Come dicevamo, le censure sono numerose. Nell'episodio 167, ad esempio, una scheggia si  conficca nel palmo della mano di Heles, e Milena, che ricordiamo da fidanzata è stata regredita ad amica in Italia, la asporta con la bocca. Ovviamente tale scena è stata rimossa totalmente. Nella puntata successiva vengono eliminate due scene in cui vi erano degli ideogrammi giapponesi. La prima riguarda la porta della stanza di Ottavia, recante una targa con il nome della ragazza, la seconda un esorcismo lanciato da Rea su uno specchio. e a proposito di Ottavia, sorvolando sulla censura nel momento in cui chiamava Heles e Milena rispettivamente Papà e Mamma, sono state fatte sparire anche le parti in cui Sydia si interrogava sulla crescita della bambina, che avveniva a livello spirituale ma non di apprendimento. Sailor Saturn, inoltre, risponde ai dubbi di Milena sul fatto che OTtavia sia vera e non un fantoccio affermando di essere non lo spirito protettore, come accade da noi, bensì "la sua vera essenza". Quando poi Ottavia cresce, sono stati aggiunti un po' di dialoghi, così come quando si presenta a Heles, Milena e Sydia. Infine, la frase finale di Nehellenia riguarda la distruzione di Marzio e Bunny, e non la privazione della presenza reciproca.

E siamo all'episodio 169, in cui la ragazza a cui Morea ha offerto un rimpiazzo per lo specchio rotto esclama "senza questo come potrò vivere ancora?". Anche qui le forbici di Mediaset han fatto sparire la scena, così come hanno operato trasformando in un "corso di informatica" l'incontro tra i gestori di un network, mentre la frase pronunciata da Bunny quando si trova alla porta di Marzio suona in originale come un "Ho il simbolo dell'amore tra di noi, la chiave di riserva!". Quando poi le guerriere convogliano i loro poteri su Sailor Moon, è stata aggiunta una frase ("potere sailor in azione").

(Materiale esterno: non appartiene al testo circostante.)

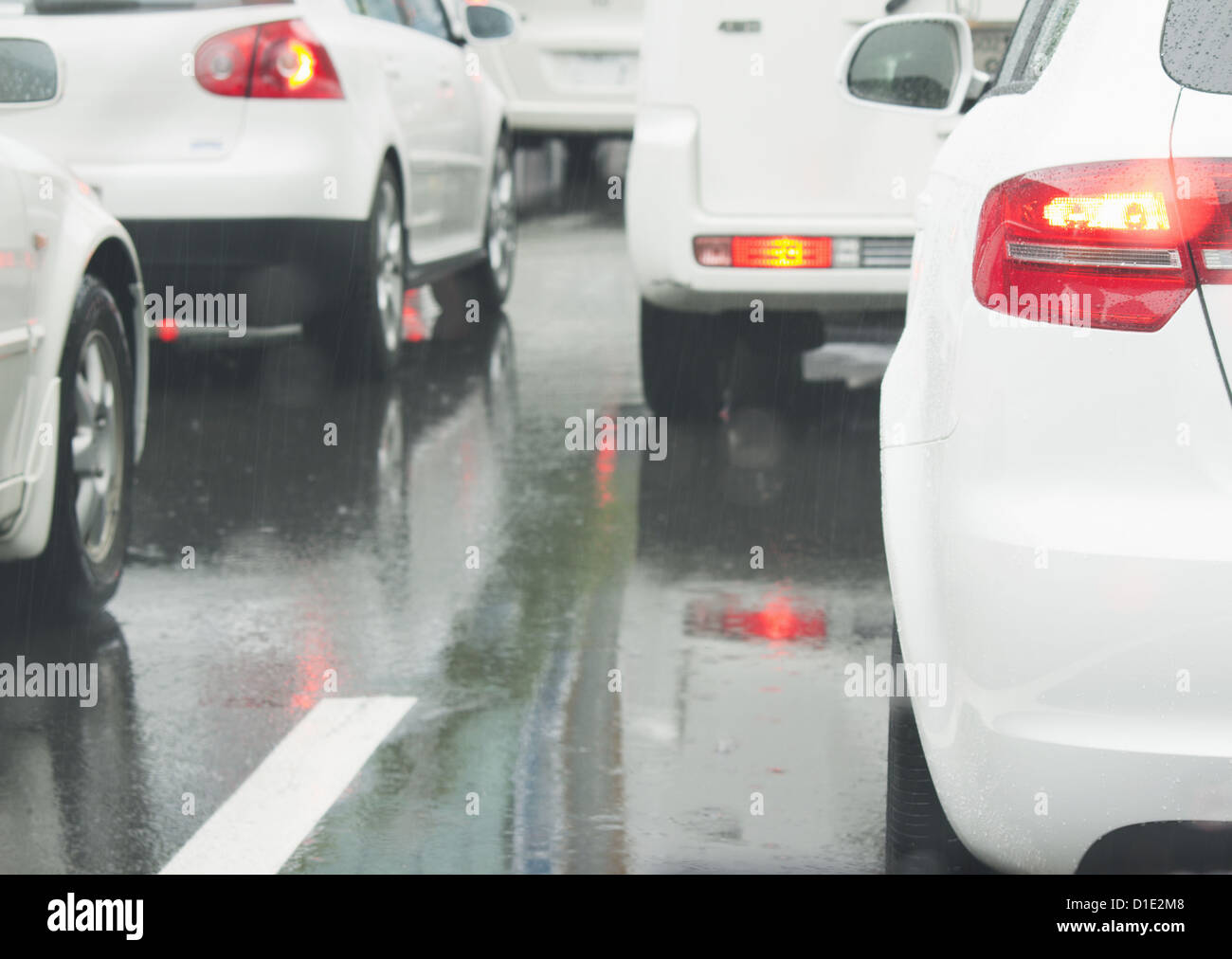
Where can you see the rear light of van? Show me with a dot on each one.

Nella puntata 172, viene eliminata una sequenza in cui Nehellenia afferra Bunny per il collo, la stringe e infine la getta a terra. Per evitare tali crude immagini la produzione ha deciso di piazzare con un bell'effetto di copia-incolla immagini delle Senshi rinchiuse negli specchi.

Nell'episodio 175, una Marta in versione SuperDeformed sognava a occhi aperti il suo fidanzamento con uno dei Three Lights, e sulla scena campeggiava in katakana la scritta Three Lights. Il tutto sparito in Italia. Nella puntata 180, quando Seya raggiunge Milena nel camerino dopo il concerto per complimentarsi con lei, la ragazza non gli chiede come sta ocn i capelli raccolti, ma un aiuto per cambiarsi. Viene pertanto modificata la scenata di gelosia di HEles e le spiegazioni tra Bunny e Seya. Il potere usato nell'episodio 199 per purificare Galaxia non è lo "Scettro dei petali di stelle", ma il "Silver Moon Crystal Power".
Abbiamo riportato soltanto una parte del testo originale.